C’est un sentiment de ras-le-bol assez limité en raison du faible nombre de personnes concernées : nous sommes peu à avoir le « privilège » d’habiter à quelques mètres du Rhône, entre le pont de la Guillotière et le pont Lafayette ; je pense que c’est pour cette raison que nous ne sommes pas entendus dans les conseils de quartiers ou bien dans nos mairies. De timides mesures ont été prises, mais pour l’instant notre seul espoir c’est que l’ouverture du quartier Confluence dilue tout ce beau monde, qui ira chercher ailleurs son besoin d’espaces. C’est moche, car ça ne fait que déplacer le problème…
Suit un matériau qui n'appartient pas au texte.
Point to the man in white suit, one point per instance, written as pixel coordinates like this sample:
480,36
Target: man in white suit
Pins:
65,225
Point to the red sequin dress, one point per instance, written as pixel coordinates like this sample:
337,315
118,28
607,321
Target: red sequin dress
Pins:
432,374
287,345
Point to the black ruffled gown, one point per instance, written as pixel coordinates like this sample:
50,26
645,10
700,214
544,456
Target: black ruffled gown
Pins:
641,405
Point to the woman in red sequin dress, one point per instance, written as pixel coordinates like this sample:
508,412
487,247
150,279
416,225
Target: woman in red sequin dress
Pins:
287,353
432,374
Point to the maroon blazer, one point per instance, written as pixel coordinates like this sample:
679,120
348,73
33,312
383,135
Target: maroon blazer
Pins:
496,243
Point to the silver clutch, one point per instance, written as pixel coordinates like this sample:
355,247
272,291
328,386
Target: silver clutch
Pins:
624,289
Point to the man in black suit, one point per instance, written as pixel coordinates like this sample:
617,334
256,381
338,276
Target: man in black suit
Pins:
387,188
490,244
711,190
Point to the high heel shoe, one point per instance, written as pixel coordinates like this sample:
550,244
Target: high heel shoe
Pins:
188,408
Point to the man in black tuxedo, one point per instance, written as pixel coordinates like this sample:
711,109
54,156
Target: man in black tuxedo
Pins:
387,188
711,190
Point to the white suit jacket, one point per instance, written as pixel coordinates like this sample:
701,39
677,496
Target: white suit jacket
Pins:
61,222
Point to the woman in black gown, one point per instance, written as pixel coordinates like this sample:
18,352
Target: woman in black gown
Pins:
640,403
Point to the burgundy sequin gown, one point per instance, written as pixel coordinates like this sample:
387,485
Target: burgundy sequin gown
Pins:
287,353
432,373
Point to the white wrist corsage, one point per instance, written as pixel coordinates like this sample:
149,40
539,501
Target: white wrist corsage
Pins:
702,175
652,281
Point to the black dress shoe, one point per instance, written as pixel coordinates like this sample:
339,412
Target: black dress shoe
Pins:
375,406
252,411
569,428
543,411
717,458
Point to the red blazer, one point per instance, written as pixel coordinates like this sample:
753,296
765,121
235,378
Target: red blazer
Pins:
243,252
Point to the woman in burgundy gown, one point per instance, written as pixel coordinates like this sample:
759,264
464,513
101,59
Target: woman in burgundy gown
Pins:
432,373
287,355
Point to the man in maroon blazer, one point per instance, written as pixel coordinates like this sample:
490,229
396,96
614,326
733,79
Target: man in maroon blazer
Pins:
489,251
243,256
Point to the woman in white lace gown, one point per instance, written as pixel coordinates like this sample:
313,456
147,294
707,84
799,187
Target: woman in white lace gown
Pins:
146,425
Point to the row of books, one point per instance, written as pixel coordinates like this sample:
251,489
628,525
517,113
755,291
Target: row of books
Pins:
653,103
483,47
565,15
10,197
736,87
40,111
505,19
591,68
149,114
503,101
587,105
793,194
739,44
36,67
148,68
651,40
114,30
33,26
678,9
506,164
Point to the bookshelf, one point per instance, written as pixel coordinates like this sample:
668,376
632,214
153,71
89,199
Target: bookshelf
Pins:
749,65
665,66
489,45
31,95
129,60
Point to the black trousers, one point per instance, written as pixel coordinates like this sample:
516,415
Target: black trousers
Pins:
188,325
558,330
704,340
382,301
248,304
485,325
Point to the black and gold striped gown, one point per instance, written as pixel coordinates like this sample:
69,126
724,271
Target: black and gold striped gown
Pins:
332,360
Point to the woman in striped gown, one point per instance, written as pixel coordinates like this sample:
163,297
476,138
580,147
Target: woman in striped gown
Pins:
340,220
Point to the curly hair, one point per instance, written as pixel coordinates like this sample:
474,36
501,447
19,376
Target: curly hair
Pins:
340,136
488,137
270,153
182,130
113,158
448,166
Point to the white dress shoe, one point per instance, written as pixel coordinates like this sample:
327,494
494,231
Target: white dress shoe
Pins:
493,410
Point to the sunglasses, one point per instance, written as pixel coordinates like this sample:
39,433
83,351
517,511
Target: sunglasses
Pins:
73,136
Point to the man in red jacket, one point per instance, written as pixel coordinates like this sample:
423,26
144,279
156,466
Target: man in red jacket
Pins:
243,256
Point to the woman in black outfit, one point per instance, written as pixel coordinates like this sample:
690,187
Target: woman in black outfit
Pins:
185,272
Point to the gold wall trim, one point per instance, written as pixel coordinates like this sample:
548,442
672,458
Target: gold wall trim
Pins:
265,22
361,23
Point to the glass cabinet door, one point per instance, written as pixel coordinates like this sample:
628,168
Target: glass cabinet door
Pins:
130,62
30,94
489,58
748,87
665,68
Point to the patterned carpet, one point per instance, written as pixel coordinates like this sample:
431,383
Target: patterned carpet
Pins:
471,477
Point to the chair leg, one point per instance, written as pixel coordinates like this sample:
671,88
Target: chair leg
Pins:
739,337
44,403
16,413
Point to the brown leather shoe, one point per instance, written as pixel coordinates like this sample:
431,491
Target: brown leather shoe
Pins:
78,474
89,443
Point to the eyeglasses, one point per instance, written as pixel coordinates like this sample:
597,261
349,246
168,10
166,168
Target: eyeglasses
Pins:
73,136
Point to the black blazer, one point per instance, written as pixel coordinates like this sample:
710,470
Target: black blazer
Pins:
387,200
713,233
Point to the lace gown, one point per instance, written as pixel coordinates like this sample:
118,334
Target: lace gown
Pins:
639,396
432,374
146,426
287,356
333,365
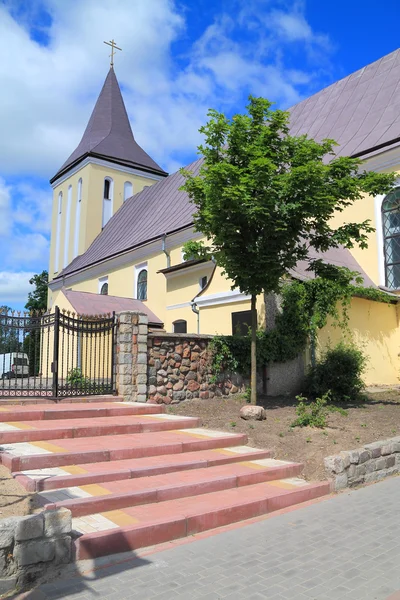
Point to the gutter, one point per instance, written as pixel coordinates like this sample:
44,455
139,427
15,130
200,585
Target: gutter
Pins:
193,302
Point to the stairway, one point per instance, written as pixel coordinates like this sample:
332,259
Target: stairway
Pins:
133,476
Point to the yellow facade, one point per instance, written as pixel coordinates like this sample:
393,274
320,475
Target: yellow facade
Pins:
92,177
374,327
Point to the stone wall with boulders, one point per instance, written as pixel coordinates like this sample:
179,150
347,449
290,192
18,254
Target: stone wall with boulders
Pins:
32,548
370,463
179,368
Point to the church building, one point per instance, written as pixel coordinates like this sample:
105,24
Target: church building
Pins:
119,221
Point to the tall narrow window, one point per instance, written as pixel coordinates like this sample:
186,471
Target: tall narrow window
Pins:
141,293
67,232
107,200
128,190
103,286
180,326
78,218
391,237
58,233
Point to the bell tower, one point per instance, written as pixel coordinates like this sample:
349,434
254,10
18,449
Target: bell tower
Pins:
107,167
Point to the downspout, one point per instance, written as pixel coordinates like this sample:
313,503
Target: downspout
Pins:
193,304
165,252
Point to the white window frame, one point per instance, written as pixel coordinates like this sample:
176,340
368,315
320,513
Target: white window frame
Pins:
138,268
101,282
78,217
58,233
128,185
67,233
379,235
107,206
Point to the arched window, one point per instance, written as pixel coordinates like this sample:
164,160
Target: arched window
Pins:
391,237
128,190
107,200
67,232
142,285
180,326
58,234
78,218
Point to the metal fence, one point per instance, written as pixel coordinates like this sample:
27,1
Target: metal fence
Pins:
55,355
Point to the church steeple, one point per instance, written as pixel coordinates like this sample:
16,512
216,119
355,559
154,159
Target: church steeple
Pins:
109,136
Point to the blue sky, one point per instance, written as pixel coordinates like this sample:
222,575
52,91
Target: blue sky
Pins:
178,60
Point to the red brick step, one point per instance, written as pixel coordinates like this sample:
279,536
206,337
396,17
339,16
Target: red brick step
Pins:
95,426
160,488
133,468
175,519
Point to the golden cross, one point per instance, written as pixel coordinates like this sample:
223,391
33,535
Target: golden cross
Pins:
113,47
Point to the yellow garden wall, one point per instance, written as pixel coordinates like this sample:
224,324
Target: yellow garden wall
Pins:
375,329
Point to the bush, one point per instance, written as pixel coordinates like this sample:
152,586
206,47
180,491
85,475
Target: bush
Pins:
338,373
311,413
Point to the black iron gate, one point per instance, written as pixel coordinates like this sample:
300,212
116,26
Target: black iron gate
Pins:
56,355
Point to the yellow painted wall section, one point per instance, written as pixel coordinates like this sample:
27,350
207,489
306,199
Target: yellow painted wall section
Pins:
362,210
375,329
91,210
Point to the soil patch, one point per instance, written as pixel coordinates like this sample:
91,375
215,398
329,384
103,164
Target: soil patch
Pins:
376,419
15,501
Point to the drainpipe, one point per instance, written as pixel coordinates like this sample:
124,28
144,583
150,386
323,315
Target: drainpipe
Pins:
197,312
165,252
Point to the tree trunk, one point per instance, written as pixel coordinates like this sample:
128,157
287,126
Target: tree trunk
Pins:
253,380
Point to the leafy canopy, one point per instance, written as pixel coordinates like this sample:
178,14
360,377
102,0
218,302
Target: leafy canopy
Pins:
37,299
265,198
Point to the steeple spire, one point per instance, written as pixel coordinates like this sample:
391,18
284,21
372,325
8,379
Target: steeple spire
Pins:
109,136
113,47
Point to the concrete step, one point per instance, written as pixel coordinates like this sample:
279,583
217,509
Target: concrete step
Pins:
153,524
113,495
34,431
84,474
56,453
51,412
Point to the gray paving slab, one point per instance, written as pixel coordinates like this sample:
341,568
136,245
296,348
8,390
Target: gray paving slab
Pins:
346,547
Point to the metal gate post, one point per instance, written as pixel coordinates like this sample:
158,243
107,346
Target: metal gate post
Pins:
54,364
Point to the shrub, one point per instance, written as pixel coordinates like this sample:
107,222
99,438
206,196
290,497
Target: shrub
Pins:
311,413
338,372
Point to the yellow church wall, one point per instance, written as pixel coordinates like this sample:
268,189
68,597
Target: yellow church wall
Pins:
374,328
361,210
91,214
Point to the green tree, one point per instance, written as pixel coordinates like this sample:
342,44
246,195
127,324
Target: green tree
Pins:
264,198
37,299
36,305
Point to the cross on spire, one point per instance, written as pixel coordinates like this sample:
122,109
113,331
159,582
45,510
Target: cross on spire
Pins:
113,48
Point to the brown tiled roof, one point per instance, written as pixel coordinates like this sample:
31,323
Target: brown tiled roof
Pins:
361,112
158,209
108,134
86,303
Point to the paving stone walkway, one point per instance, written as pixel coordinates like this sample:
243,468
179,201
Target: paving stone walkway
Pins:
345,547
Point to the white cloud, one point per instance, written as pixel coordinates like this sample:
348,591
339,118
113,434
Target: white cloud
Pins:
48,91
5,207
14,287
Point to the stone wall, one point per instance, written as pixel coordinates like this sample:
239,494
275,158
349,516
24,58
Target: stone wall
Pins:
32,547
179,369
131,356
370,463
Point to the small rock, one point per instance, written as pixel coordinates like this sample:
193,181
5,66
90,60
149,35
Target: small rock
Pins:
255,413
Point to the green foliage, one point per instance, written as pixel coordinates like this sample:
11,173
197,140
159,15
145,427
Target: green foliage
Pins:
194,250
37,299
75,378
265,198
339,372
312,414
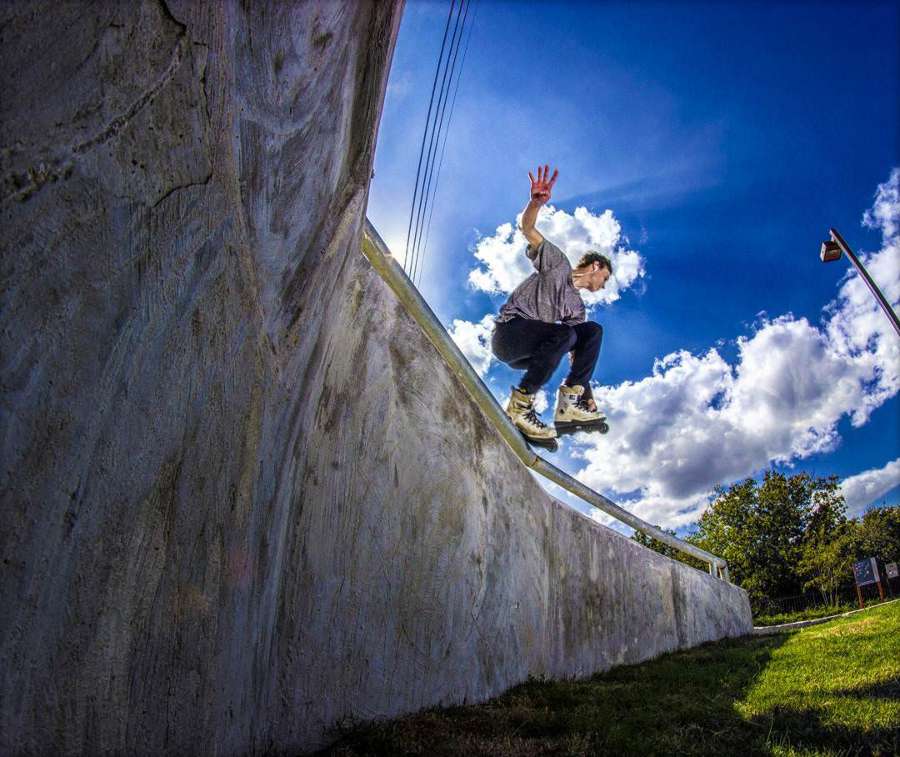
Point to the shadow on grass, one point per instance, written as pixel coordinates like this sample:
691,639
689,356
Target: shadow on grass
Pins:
681,703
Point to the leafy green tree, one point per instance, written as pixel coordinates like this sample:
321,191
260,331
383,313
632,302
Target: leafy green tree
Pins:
827,554
829,564
758,528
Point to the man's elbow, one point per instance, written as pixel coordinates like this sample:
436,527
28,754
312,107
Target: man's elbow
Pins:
533,236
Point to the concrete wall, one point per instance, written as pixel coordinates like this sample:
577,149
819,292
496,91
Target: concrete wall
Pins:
241,496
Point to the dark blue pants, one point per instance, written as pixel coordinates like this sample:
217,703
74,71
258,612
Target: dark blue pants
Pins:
538,347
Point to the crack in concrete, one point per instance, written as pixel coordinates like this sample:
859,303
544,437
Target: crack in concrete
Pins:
116,125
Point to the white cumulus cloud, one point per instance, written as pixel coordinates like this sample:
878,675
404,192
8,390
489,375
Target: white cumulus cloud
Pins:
504,265
865,488
474,340
698,421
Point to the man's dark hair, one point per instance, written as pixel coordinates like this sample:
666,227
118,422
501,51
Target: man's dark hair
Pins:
595,257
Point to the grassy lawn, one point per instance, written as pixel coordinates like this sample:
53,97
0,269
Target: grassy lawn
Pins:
812,613
831,689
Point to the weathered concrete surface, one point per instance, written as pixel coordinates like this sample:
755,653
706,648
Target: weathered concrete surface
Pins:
242,498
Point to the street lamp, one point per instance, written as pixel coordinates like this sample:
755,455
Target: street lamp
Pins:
831,250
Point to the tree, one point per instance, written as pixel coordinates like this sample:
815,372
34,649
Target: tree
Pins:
759,529
826,560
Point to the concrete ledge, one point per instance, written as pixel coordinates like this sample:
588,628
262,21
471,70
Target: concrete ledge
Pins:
784,627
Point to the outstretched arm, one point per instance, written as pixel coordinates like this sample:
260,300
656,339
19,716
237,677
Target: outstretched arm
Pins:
540,195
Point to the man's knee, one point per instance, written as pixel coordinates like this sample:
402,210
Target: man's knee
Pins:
591,331
567,338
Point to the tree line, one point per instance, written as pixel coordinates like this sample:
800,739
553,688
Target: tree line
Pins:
788,535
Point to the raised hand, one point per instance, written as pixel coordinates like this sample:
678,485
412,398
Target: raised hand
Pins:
540,187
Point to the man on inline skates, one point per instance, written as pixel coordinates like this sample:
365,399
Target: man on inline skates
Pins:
543,319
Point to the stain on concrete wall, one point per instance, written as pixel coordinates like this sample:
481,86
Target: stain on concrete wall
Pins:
242,498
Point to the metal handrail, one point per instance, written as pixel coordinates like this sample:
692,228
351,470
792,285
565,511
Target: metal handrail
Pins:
393,274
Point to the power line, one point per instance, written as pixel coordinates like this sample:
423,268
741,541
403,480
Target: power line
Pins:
444,146
435,132
427,121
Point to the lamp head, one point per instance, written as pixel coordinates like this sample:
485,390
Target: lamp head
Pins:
831,250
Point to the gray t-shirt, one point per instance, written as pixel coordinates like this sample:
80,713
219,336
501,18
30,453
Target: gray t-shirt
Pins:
547,295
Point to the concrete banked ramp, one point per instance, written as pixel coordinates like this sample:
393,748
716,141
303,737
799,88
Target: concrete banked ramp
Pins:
242,496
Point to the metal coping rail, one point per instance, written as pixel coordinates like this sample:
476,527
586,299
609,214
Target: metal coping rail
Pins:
390,270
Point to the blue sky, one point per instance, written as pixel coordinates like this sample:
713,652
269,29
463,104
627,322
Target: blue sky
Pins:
710,147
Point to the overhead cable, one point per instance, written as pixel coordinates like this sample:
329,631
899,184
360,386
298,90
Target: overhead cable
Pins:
446,134
435,133
427,122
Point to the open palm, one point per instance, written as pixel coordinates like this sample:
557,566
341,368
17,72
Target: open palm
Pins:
541,186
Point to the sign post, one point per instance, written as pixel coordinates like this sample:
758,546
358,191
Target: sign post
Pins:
866,572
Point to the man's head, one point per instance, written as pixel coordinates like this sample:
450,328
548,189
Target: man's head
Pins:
592,271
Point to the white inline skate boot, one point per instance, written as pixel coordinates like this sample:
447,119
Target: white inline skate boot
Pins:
522,413
574,414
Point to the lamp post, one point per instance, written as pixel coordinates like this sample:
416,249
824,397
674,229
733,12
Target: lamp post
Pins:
831,250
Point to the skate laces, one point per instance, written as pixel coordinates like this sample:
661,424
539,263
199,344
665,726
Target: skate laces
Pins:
532,417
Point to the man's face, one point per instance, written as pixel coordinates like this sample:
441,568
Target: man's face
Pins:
596,278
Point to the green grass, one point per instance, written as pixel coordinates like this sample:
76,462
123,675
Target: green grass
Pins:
831,689
811,613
Cher lecteur, j’espère que tu as saisi la raison de mon coup de gueule. S’il te plaît, ce soir, laisse ta voiture au garage, ça ne sert à rien de chercher à te garer dans mon quartier, il est saturé. Et tu m’épargneras le bruit de ton moteur à 3h du matin. Ce soir, pense à jeter tes déchets à la poubelle, pas sur mon trottoir. Ce soir, même si tu as beaucoup de choses à raconter, évite de le faire à voix haute s’il est tard. Si tu t’engueules avec quelqu’un, règle ça ailleurs que sous ma fenêtre : tu peux toujours aller te défouler sur les Berges, tu gêneras moins. Ce soir si tu as une envie pressante, ne viens pas la satisfaire près de ma voiture, et n’essaye pas non plus de rentrer dans mon immeuble pour y déposer ton obole en toute tranquillité ; vas plutôt faire la queue devant la vespasienne. Tu es venu ici pour voir du monde, tu vas être gâté. Si tu as des talents d’artiste, garde-les pour le mur de ton salon : tes tags sont illisibles, ton art n’intéresse personne. Mes frais de copropriété s’en porteront mieux, et tu allègeras peut-être ma taxe d’habitation.

Bref, comporte-toi en bon citoyen, tu n’es pas seul.